Part 1: Taking the Long View | Part 2: Anticipating the Then
If we’re living with the end in mind—an eternity living in intimate fellowship with God, and serving him perfectly—then how do we live now? What are our priorities?
Like all the most important questions, the Bible answers this one clearly. I’d like to offer three passages where the New Testament addresses the answer.
Anticipate with Confidence
In his last recorded words to his protégé Titus, whom he left on the island of Crete to oversee the churches there (Ti 1.5), Paul gives him some imperatives designed to last him for life:
11 For the grace of God that bringeth salvation hath appeared to all men, 12 Teaching us that, denying ungodliness and worldly lusts, we should live soberly, righteously, and godly, in this present world; 13 Looking for that blessed hope, and the glorious appearing of the great God and our Saviour Jesus Christ; 14 Who gave himself for us, that he might redeem us from all iniquity, and purify unto himself a peculiar people, zealous of good works (Ti 2.11-15).
Some of this he has said often elsewhere: in light of God’s grace to us (Ti 2.11), we should live seriously and righteously (Ti 2.12). No surprises there.
But then he adds a descriptor, a participle, that applies specifically to what we’ve been discussing; he says we are to “look for” Jesus’ return, the event that distinguishes the present age from the next, the event to which life as we know it points. This verb describes Simeon and Anna, and indeed all the Jews of their day, living under the bondage of Rome and the hated Roman puppet Herod the Great, as they anticipated and longed for the day when they would be liberated once more (Lk 2.25, 38). It describes Joseph of Arimathea, who as a member of the Sanhedrin, the Supreme Court of Israel, had not consented to the council’s condemnation of Jesus and then risked his career by asking Pilate for custodianship of the body of the crucified “blasphemer” (Mk 15.43; Lk 23.51)—a body that in the eyes of the council should be thrown out in the trash with the bodies of the other two miscreants. Joseph’s most noteworthy characteristic, in the eyes of the two Evangelists, is that he “was waiting for the kingdom of God.”

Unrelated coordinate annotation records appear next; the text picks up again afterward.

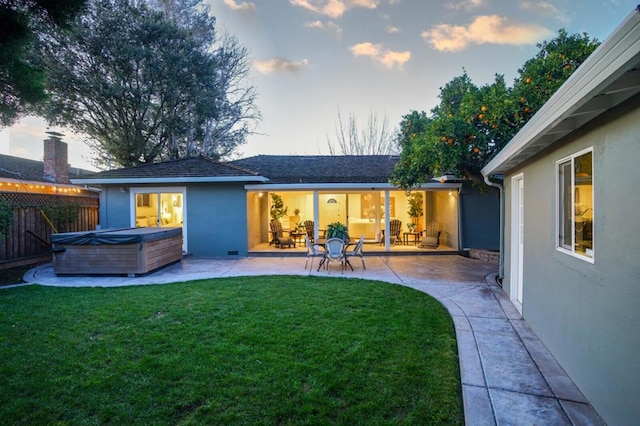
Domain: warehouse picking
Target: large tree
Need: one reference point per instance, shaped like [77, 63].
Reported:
[472, 124]
[147, 83]
[375, 137]
[22, 82]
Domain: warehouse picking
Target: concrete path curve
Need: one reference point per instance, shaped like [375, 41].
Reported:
[508, 375]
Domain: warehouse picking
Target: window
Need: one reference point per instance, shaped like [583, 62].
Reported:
[575, 204]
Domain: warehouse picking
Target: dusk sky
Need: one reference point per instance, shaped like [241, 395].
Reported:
[311, 58]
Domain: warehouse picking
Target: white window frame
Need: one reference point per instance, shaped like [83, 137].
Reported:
[157, 190]
[559, 247]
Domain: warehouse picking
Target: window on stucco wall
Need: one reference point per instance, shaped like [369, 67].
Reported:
[575, 204]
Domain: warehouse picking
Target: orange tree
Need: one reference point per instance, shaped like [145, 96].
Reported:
[471, 124]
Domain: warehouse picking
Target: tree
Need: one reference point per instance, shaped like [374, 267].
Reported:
[147, 84]
[22, 82]
[375, 138]
[472, 124]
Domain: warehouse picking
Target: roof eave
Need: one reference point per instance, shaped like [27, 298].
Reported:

That’s our verb. That’s how we’re supposed to be thinking and living—“looking for” Jesus’ return. Or, as Paul calls it here, “that blessed hope.” I’ve noted before that biblical hope is different from how we use the word today. To us, hope is something we wish for. Maybe it’s likely, maybe it’s not; as is evident from the size of the jackpots, millions of people buy lottery tickets in the forlorn hope that one day they’ll hit the big one. Some wag has observed that a public lottery is a tax on people who are bad at math. They hope, many of them fervently, even religiously. But if their dreams come true, they’ll be more surprised than anyone else.
That’s not biblical hope. Hope is the anticipation of a certain future event. It’s the president-elect waiting for Inauguration Day; it’s the senior who’s just passed all his final exams; it’s the engaged couple focused intently on the coming June Saturday.
This is not wishing; it’s explosive, confident anticipation. It’s taking the future to the bank.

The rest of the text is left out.